Bernie Sanders in Hyde Park

Democratic presidential candidate, Sen. Bernie Sanders (I-VT), visited his alma mater, University of Chicago (U. of C.), Monday morning as part of the university’s Institute of Politics Road to 2016 series. – Zane Maxwell, U. of C. Institute of Politics
Democratic presidential candidate, Sen. Bernie Sanders (I-VT)

– Zane Maxwell, U. of C. Institute of Politics

By ALLISON MATYUS
Staff Writer

Democratic presidential candidate, Sen. Bernie Sanders (I-VT), visited his alma mater, University of Chicago (U. of C.), Monday morning as part of the university’s Institute of Politics Road to 2016 series.

Sanders, who graduated from U. of C. in 1964, returned to a packed house, full of mostly U. of C. students motivated by Sanders’ words of changing this country.

“Believe today that change never takes place from the top down; it always takes place from the bottom up,” Sanders said. “That takes place when people determine that the world they see in front of them is not the world it should be.”

Sanders also spoke a little about his time on the South Side as a college student, and how the Civil Rights Movement and Peace Movement of the ‘60s shaped who he is as a person and a politician today.

“I think about coming here as a young man from a family who did not have a lot of money, and that transition,” he said.

He also said that he learned about Democratic socialism here in Chicago. In 1963, Sanders worked on a re-election campaign for Ald.

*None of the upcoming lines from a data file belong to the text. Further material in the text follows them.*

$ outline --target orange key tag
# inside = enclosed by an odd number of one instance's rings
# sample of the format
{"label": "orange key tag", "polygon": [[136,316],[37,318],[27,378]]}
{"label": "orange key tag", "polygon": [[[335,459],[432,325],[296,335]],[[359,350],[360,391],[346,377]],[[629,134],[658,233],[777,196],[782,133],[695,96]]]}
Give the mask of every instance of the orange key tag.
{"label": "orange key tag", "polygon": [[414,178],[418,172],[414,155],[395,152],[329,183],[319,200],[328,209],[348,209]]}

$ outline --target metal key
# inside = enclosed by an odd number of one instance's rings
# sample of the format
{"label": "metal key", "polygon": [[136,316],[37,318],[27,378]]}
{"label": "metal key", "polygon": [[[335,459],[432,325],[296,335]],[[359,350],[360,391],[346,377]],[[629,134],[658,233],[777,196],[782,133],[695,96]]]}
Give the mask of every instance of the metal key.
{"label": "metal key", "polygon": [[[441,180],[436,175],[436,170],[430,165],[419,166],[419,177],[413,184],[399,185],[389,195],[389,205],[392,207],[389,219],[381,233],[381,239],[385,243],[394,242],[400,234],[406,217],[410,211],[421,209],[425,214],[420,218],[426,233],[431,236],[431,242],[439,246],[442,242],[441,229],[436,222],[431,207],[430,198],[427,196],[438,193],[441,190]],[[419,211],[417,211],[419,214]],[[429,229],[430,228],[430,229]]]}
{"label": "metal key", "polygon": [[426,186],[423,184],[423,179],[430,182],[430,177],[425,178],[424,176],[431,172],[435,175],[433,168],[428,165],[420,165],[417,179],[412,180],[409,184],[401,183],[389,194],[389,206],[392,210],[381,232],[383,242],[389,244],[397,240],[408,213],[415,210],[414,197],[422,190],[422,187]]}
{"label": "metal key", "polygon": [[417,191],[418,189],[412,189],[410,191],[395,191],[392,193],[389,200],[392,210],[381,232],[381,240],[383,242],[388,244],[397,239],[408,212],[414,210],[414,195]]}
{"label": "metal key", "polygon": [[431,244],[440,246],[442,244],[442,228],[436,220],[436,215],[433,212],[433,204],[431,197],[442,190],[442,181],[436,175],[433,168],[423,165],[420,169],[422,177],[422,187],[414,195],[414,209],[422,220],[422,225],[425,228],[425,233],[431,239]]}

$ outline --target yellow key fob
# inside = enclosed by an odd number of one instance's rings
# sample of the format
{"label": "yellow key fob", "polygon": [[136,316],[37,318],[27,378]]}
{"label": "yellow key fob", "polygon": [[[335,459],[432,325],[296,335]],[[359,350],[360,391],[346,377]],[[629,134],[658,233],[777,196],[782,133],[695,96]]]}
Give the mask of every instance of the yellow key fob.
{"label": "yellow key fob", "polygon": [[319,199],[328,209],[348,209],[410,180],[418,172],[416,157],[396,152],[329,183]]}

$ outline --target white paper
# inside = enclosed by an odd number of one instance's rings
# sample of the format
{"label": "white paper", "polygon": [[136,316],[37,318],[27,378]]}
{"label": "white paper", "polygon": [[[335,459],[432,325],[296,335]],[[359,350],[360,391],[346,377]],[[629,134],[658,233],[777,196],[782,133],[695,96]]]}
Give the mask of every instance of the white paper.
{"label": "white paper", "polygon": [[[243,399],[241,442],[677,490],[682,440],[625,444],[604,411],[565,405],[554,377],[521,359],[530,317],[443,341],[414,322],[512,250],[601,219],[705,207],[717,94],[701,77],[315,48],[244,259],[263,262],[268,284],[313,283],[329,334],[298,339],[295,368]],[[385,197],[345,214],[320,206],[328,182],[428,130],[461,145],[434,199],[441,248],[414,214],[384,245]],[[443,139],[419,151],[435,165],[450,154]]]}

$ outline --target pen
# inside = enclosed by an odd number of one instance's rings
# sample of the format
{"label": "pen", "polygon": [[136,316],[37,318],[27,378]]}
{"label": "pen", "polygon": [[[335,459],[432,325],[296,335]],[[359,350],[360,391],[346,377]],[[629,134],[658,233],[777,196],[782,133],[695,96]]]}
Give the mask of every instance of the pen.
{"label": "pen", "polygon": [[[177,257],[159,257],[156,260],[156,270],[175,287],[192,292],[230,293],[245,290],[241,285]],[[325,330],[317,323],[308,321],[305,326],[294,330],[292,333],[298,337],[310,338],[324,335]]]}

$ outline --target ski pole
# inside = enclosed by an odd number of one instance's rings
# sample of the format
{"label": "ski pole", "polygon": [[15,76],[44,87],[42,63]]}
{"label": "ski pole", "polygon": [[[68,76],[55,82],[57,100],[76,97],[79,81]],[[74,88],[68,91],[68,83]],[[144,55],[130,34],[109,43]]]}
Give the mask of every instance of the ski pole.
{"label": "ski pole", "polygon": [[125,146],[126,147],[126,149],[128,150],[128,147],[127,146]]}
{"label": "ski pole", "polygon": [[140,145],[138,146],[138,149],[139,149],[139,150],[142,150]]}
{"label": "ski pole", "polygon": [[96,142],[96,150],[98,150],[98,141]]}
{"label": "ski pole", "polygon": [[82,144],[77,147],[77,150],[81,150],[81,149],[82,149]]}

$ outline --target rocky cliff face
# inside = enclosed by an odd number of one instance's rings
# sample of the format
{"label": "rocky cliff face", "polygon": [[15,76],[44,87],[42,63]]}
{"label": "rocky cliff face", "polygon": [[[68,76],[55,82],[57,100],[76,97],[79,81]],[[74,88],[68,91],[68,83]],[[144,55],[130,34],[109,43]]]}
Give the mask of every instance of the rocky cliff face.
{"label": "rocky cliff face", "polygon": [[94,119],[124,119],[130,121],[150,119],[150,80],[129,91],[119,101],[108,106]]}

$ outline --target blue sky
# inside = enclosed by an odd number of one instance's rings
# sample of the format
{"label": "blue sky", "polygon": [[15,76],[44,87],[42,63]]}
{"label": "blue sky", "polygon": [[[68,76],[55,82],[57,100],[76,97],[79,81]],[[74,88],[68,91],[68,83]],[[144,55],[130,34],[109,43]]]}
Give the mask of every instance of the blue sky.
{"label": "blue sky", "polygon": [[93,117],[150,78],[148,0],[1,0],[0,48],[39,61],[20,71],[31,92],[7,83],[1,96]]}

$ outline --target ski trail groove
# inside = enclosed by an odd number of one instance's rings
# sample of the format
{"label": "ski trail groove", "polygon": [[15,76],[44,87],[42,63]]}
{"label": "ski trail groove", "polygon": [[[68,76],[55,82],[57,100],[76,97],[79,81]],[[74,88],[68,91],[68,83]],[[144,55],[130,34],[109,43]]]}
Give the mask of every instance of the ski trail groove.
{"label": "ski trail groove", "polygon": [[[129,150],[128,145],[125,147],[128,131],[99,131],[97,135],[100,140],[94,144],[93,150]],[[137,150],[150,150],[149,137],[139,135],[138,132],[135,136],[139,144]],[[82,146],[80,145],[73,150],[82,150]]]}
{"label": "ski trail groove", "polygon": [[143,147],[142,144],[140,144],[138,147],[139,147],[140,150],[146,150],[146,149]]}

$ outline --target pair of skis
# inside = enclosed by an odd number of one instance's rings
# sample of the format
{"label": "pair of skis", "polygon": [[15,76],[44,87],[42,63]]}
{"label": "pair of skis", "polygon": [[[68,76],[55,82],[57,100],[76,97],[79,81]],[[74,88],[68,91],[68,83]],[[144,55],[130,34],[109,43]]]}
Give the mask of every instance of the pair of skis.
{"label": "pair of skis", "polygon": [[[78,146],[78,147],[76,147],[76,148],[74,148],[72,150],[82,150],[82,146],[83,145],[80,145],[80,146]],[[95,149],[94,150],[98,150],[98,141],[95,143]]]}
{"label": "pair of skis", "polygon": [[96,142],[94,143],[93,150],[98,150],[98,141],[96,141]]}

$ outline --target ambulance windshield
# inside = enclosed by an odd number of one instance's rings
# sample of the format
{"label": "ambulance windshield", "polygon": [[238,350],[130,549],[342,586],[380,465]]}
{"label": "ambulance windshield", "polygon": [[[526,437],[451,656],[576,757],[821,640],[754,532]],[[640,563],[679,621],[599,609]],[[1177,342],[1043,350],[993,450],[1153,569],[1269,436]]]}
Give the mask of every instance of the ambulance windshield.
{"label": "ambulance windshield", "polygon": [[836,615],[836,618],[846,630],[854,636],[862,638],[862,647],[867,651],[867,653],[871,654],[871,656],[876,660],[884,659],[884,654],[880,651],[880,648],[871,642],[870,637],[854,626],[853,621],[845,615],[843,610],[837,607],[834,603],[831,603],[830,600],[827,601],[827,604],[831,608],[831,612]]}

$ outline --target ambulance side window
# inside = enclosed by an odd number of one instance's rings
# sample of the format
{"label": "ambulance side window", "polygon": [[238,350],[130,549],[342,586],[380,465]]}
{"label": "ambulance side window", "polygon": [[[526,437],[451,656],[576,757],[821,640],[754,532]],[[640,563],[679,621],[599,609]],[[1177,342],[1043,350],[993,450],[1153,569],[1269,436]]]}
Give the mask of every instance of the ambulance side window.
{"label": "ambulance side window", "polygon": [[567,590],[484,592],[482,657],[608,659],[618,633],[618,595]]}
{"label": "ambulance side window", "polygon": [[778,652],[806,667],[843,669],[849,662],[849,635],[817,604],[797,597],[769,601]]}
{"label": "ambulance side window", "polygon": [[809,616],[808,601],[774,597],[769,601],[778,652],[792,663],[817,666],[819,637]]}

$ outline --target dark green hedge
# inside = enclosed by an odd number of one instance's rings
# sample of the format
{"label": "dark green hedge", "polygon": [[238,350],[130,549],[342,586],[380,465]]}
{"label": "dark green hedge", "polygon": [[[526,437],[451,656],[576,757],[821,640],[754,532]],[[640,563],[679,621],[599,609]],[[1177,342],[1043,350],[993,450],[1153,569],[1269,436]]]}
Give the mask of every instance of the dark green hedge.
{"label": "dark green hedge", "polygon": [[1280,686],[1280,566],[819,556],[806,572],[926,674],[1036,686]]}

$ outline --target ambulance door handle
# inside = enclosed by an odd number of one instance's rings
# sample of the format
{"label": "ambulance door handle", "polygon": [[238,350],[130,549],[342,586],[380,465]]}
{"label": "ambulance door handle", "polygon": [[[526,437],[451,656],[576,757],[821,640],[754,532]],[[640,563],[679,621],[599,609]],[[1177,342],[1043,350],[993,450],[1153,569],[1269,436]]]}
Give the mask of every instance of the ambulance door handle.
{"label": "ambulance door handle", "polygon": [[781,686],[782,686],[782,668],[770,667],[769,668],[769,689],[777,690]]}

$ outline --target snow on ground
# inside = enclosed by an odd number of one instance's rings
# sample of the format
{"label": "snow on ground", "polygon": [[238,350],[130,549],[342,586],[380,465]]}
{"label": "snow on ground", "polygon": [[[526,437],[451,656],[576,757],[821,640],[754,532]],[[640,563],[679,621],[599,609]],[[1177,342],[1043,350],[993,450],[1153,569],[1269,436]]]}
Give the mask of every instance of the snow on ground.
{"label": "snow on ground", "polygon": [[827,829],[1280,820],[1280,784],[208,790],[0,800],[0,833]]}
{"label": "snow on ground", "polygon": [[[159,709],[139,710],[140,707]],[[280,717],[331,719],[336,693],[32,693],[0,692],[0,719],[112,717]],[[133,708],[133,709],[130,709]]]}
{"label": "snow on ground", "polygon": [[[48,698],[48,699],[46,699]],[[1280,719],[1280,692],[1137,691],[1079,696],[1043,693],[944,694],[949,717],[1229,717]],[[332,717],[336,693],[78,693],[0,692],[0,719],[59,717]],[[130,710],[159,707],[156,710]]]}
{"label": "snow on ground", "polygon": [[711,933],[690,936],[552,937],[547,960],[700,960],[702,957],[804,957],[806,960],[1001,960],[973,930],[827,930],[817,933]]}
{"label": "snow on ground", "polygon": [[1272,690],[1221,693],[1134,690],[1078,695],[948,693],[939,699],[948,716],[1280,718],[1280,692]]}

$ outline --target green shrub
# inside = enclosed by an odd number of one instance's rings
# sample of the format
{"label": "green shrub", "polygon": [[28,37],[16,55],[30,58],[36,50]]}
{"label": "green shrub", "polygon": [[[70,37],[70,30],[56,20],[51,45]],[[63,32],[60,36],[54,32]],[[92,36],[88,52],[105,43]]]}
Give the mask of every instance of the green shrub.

Leon Despres, who was independent just as Sanders is today.

Sanders spoke at the Rockefeller Chapel, 5850 S. Woodlawn Ave., just blocks from President Barack Obama’s house, aiding to the fact that the South Side of Chicago is a hub for political reform and change.

The presidential candidate spoke of the past and made comparisons to then and now, saying, “While we have made significant changes, there are major issues that affect us today.”

He touched on several of his left-sided political agendas, including women’s rights, poverty, sexual and racial equality, the environment and the economy. Towards the end of the event, he opened the floor to audience members who asked him questions on his views and how he plans to change the political climate.

Monday’s event was open to the public, but an overwhelming majority of the crowd was young people or college students that came out in droves to see a politician speak. While young people often have the stereotype of not caring about politics, Sanders’ crowds prove time and time again that they are, in fact, starting to care.

“I would hope that all of you are prepared to think big, not small,” Sanders said. “We can accomplish all of this and more, but we will not accomplish that if 80 percent of young people don’t vote.”